Realism also counsels telling people the truth about what it will take to address these issues and not trying to fool them into thinking that fixing it will be entirely cost-free. A Green New Deal may create good jobs for some, but the effort to mitigate and adapt to climate change will inevitably require each of us to change how we live. Some of these adjustments will be inconvenient or even painful, especially for poorer societies and for people whose livelihoods are presently based on the burning of fossil fuels. Just as globalization got oversold and eventually faced a powerful backlash, pretending that solving this problem is cost-free risks provoking a counterproductive reaction that could undermine the entire effort.

At the global level, realism suggests that efforts to stop or reverse global warming must rely not on idealistic appeals to our shared humanity but rather on the narrow interests of each nation-state. As Anatol Lieven argues in an important book on this topic, humans remain highly tribal—that impulse is what nationalism is all about—and few if any governments are going to make big sacrifices for the sake of people in other countries. But they will make those sacrifices if they recognize that failing to do so will leave their own country a lot worse off.

So, even if you’re a rich country well above sea level in a more-or-less temperate zone (for the moment) and you don’t want millions of climate refugees on your doorstep looking for a safe haven, then you might want to get serious about curbing greenhouse gas emissions, even if it costs you a bit of economic growth. If you’re a trading state that depends on exporting to other thriving economies and importing food from agricultural zones, you might want to make sure that your trading partners are still in a position to do business. And so forth.

Finally, realism sees international politics primarily in terms of the great powers: It is their actions that shape most of what happens on the planet (though, of course, not all). It is the major powers that have done and are doing most of the damage to the atmosphere, and solving the problem depends more on their actions than on whatever Bolivia or Burundi or Brunei decide to do. This situation suggests that all-inclusive climate summits involving the entire U.N. membership list are less important than minilateral forums like the G-7 or G-20. Therein lies a sliver of hope: Reaching agreement among the top 5, 10, or even 20 greenhouse gas emitters won’t be easy, but trying to get the entire U.N. General Assembly to reach a meaningful consensus is improbable.

Realism is a pessimistic take on world affairs, and the challenge of addressing global warming provides ample reason for gloom.
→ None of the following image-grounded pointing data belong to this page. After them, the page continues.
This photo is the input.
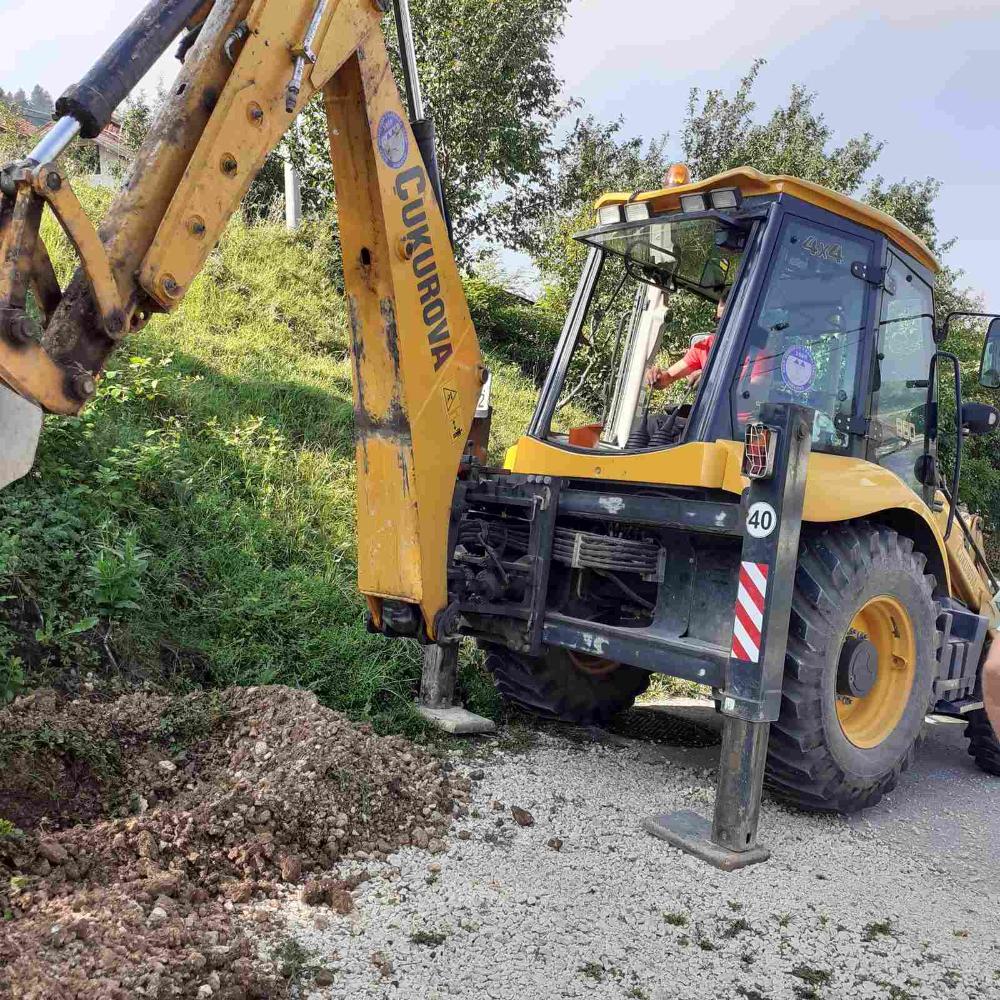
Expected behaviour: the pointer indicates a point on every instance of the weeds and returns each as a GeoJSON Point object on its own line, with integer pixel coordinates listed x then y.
{"type": "Point", "coordinates": [428, 939]}
{"type": "Point", "coordinates": [811, 976]}
{"type": "Point", "coordinates": [877, 929]}
{"type": "Point", "coordinates": [296, 962]}
{"type": "Point", "coordinates": [102, 758]}
{"type": "Point", "coordinates": [205, 502]}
Even so, I take some comfort in the growing awareness of the seriousness of the problem, the bold initiatives that some countries are beginning, and the political problems that prominent climate deniers like Donald Trump, Jair Bolsonaro, and Recep Tayyip Erdogan have experienced in recent years. I only hope it’s not too late.

Stephen M. Walt is a columnist at Foreign Policy and the Robert and Renée Belfer professor of international relations at Harvard University.